HM Prison Pentridge was an Australian prison that was first established in 1851 in Coburg, Victoria. The first prisoners arrived in 1851. The prison officially closed on 1 May 1997.

Pentridge was often referred to as the "Bluestone College", "Coburg College" or "College of Knowledge". The grounds were originally landscaped by landscape gardener Hugh Linaker.

The site is currently split into two parts.

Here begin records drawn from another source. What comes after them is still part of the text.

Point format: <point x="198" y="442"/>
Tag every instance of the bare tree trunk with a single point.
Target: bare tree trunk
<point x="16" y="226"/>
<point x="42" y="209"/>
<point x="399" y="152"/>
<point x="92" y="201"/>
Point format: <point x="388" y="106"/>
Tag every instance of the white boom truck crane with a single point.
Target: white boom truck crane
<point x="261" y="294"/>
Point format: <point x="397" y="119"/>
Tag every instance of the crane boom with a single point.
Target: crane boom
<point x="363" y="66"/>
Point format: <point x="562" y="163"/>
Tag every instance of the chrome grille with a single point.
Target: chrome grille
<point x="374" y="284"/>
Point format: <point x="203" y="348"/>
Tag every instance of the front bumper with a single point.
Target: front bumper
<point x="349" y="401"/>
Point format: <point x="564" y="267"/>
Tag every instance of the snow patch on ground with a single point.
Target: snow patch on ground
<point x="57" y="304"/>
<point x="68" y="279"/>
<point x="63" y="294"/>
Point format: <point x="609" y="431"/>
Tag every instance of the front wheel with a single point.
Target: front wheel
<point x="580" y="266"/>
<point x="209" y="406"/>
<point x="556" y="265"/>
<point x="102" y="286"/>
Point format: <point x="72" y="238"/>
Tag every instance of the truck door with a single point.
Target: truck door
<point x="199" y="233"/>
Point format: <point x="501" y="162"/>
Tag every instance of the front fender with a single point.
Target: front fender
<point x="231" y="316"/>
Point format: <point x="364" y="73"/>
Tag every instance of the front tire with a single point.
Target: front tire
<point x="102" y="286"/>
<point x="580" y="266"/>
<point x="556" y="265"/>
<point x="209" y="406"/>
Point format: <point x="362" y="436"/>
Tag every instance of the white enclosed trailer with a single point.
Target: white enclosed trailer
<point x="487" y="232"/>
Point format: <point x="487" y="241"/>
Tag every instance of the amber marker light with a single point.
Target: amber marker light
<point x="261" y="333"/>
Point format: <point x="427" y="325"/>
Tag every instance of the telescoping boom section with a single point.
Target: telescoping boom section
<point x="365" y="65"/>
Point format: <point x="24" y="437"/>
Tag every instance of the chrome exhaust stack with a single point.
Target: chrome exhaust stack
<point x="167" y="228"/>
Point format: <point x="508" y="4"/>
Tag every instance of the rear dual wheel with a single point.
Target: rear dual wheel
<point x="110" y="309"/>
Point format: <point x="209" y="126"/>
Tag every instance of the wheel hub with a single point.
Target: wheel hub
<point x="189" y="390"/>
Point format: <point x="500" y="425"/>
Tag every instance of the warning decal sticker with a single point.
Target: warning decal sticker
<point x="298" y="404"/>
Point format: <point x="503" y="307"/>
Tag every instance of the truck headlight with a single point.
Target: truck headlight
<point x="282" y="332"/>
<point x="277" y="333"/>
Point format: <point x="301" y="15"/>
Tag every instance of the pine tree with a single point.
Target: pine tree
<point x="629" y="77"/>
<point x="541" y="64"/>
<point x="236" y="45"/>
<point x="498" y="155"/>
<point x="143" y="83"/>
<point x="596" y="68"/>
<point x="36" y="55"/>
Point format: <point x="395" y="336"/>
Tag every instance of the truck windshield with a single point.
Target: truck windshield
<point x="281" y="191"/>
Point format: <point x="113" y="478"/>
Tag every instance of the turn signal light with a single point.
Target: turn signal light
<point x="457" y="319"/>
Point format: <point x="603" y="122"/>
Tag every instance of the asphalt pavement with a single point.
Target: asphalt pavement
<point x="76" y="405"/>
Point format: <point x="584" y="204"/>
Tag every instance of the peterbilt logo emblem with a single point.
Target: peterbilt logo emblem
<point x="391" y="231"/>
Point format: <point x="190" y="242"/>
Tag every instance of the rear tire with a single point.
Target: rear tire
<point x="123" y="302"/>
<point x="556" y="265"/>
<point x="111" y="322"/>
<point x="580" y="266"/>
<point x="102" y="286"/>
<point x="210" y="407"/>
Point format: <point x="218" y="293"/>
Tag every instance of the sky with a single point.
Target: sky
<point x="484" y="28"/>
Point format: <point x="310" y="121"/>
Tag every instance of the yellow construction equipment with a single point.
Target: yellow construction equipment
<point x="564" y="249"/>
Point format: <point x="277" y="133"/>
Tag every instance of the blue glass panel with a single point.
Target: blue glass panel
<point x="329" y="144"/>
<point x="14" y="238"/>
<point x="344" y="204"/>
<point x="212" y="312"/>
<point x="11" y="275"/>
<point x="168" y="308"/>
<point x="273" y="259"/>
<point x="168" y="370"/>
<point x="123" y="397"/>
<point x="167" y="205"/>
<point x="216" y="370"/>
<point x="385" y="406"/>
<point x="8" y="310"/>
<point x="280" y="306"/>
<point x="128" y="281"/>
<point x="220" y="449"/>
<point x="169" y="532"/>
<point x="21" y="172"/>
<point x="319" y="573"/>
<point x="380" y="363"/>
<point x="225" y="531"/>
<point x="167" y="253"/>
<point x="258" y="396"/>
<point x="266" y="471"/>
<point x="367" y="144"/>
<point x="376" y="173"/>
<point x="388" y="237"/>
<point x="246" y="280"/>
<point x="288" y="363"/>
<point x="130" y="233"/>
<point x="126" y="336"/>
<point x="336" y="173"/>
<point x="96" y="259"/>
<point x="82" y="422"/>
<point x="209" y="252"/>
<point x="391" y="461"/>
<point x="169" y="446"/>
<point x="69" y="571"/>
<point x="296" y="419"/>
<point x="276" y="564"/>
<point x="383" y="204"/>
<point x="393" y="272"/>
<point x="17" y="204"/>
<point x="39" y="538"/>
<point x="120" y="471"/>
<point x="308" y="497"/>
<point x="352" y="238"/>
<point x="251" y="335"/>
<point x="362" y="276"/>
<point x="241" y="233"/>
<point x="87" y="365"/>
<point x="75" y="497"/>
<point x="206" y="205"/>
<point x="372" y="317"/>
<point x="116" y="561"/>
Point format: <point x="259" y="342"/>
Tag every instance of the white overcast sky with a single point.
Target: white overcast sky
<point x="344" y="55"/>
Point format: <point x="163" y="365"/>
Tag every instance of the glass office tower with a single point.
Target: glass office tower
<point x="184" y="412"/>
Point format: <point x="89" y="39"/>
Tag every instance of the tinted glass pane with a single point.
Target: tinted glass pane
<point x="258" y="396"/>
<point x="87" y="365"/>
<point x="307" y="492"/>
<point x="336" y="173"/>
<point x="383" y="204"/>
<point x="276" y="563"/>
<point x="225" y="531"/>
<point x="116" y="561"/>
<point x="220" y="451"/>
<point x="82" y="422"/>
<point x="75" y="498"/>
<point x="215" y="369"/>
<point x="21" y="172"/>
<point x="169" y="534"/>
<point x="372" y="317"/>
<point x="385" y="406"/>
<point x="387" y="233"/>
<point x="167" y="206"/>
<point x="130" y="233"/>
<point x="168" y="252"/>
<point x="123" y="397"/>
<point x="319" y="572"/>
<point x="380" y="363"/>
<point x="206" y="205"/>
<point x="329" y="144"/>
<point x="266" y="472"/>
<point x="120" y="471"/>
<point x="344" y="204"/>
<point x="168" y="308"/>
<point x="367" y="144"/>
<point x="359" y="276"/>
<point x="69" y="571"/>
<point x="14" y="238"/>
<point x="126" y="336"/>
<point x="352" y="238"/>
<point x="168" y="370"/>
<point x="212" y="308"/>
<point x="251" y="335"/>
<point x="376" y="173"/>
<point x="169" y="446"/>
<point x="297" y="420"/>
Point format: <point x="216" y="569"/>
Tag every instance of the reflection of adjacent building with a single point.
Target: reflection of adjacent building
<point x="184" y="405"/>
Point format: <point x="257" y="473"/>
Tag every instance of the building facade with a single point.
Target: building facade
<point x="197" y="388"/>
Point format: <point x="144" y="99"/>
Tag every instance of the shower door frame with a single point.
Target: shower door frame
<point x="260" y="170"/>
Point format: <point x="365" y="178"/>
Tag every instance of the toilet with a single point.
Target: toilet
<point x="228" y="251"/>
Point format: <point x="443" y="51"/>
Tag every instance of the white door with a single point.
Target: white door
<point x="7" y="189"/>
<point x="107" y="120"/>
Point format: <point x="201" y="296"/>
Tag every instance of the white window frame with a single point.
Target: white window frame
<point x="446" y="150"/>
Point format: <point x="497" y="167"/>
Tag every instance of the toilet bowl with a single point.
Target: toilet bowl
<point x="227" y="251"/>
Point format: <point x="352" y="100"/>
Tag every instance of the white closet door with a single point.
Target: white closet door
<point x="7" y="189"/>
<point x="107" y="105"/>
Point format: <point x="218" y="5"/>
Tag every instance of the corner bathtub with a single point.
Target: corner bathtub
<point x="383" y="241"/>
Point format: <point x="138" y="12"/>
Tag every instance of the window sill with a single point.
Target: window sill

The northern part of the prison, referred to as the "Pentridge Coburg" or "Pentridge Piazza" site, is bordered by Champ Street, Pentridge Boulevard, Murray Road and Stockade Avenue. It is currently under development by the developer Shayher Group, who has owned the site since 2013. The southern part of the prison, referred to as the "Pentridge Village" site, is bordered by Pentridge Boulevard, Stockade Avenue, Wardens Walk and Urquhart Street. It is partially owned by the developer Future Estate. D Division is owned privately by Pentridge Cellars Pty Ltd.

Divisions 

The prison was split into many divisions, named using letters of the alphabet.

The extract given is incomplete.